As for the technical hurdles: “Those are just a mid-term kind of problem,” Nail says. “They can absolutely scale the technology if they architect their systems right.”

Although not familiar with the accounting issues that concern Hansen, Nail says he is a fan of Avenue A. “I’ll put my money on Avenue A surviving,” he says. “They don’t need a whole lot of clients to have a whole lot of business.”

Nail says Avenue A’s business model, which focuses heavily on analyzing ad-data traffic, gives the company an opportunity to get more deeply involved in crafting the overall business strategies of its clients.

“What they’re doing is putting themselves in the position to offer a broader range of services,” Nail says. “They’re also developing the capability to crunch all that data, which customers are going to be willing to pay for.”

In the meantime, however, several other competing strategies for online advertising are in various stages of development. Any one of those models could eventually topple today’s dominant advertising strategies on the Internet.

One of those practices, called “affiliate marketing” involves companies placing online ad banners on their sites and then receiving commissions on sales that take place as a result of consumers clicking on the ads. The advantage of such an approach is that advertisers don’t have to spend a nickel buying ads that might not work. Since advertisers pay only for performance, tracking online ad buys could be less of an issue moving forward.

“Generally speaking, the trend is moving in the direction of pay-for-performance, but there is still a lot of life in the banner model,” says Barry Parr, senior analyst at International Data Corp., based in San Jose, Calif.

At present, affiliate marketing arrangements appeal mostly to second-tier online sites. Top sites, such as Yahoo! Inc. {YHOO}, for example, can still command hefty up-front fees to place banner ads.
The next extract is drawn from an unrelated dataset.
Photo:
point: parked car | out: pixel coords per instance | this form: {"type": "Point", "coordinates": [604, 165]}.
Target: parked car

But the continued growth of affiliate marketing arrangements could force many online ad companies to rapidly switch gears in the near future.

And finally, there’s yet another new approach to online advertising, called “infomediaries,” that is generating a lot of buzz in Silicon Valley.
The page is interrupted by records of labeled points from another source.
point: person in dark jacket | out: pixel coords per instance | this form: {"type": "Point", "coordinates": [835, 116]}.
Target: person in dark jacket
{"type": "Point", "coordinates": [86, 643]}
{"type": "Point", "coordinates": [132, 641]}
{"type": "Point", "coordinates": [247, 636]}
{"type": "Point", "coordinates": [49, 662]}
One of its champions is Blaine Mathieu, a former lead analyst at Dataquest who left his high-profile job last year to take over as vice president of strategic planning at AlcheMe, Inc., a Silicon Valley start-up that specializes in personalization solutions.

“Companies like Avenue A provide a great solution to the wrong problem,” Mathieu says. “At the end of the day, people don’t want advertising. They want solutions matched to their needs. Advertising, including banner advertising, is simply an inefficient way to match the needs of people with products and services that are available.”
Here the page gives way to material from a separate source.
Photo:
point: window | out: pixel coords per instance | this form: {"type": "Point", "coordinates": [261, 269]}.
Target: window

Mathieu’s company is yet to formally unveil its new approach. But given his profile in the industry, the pending announcement is expected to be greeted with considerable interest.

In the meantime, Hansen says investors need to be very sharp when looking at stocks in the online-ad sector. His current top pick is Norwalk, Conn.-based Modem Media Poppe Tyson Inc. {MMPT}, which earlier this month reported quarterly revenue rising to a record $24.5 million, a 102 percent increase over the fourth quarter of 1998. The company’s earnings rose to $4.1 million from $800,000 during the same time period.


Modem Media 52-Week Stock-Performance Chart

“Modem Media’s revenues are all real dollar revenues,” Hansen says. “No billings.”

Last week, after the dust settled from the company’s Feb. 15 earnings announcement, Hansen raised his 12-month price target on the stock to 150.

“There’s a cloud that hangs over the industry but I don’t think it will fundamentally affect their business,” Hansen says.

Overall, online advertising expenditures in the United States are projected to grow to $22 billion by 2004, up from $2.8 billion in 1999, according to Forrester Research.

But just which companies will get that revenue and exactly which products or strategies will prove most successful, remains very much an unsettled question.

And that means online-ad stocks are probably not a place for the faint of heart.

Avenue A posted a loss of $5.2 million for the nine months ended Sept. 30, as compared with a loss of $2.1 million for the same period a year earlier.